Geez – where did they get the idea that the cutting put-down was the end to all debate? And how do we get them to learn something else?

  • Delay’s flapping about this came right at the same time as the Newsweek scandal. That one is turning around to bite Bush in the a*s, and this one is a lemon for Delay.

  • The Olin Foundation hasn’t been gone three days and look what happens. If this keeps up you know they’ll be back.

  • To me, obsessing over the trival is a affliction of those who don’t want to face up to larger problems and shows that people feel persecuted/under seige.
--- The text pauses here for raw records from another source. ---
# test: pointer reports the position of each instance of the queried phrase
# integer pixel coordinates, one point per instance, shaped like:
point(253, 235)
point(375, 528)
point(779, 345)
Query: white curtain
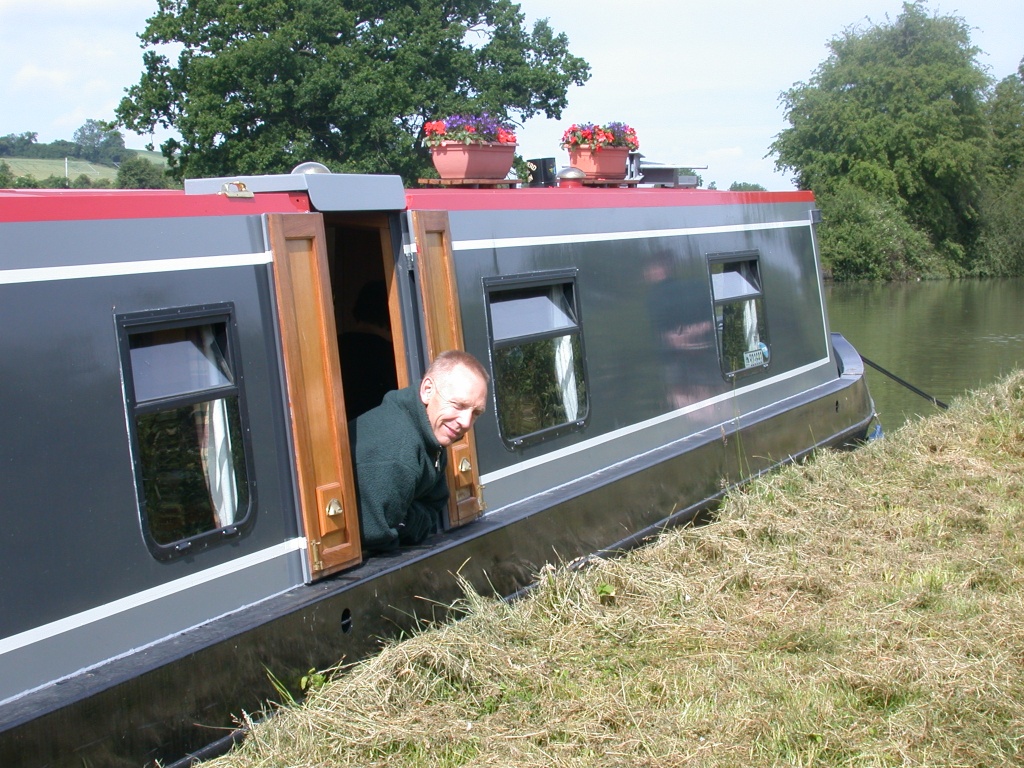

It is an indication that Delay knows all is not going well for him and his normal tactics may not work.

  • Republicans are employing the strategy that worked so well for former Vice President Dan Quayle … get into a debate with an imaginary character over a relatively trivial issue – and watch it blow up into a full-fledged embarrassment.
    How many of us would have even seen the episode or heard the remark without hearing it repeated as some GOP talking point ? The truly frightening aspect of this is that the level of thought that went into this strategy is also capable of enacting legislation.

  • My conservative father-in-law likes to tell about the time he knew Nixon was going down. Apparently Nixon looked out the window of the White House and saw a lone protester out there calling for his ouster. Nixon immediately sent someone out to arrest the guy.

    DeLay’s moment is the L&O episode. Let us not forget that this is the same producer who hired that well known liberal Fred Dalton Thompson to play, essentially, himself.

    Adios, Rep. DeLay. The countdown continues.

  • The L&O franchise has been around longer than DeLay and will outlast him too. Didn’t the Republicans learn anything from Quayle’s Murphy Brown problem?

  • Before the Schiavo debacle, hardly anyone had even heard of Tom DeLay and his ethical challenges. Then he had to go and make a big fuss in a private family matter… Now another big fuss over a slight on Law & Order, which as Carpetbagger says, DeLay brought on himself with his threats to judges.

    Keep it up, Tom, keep it up. We like where this is going.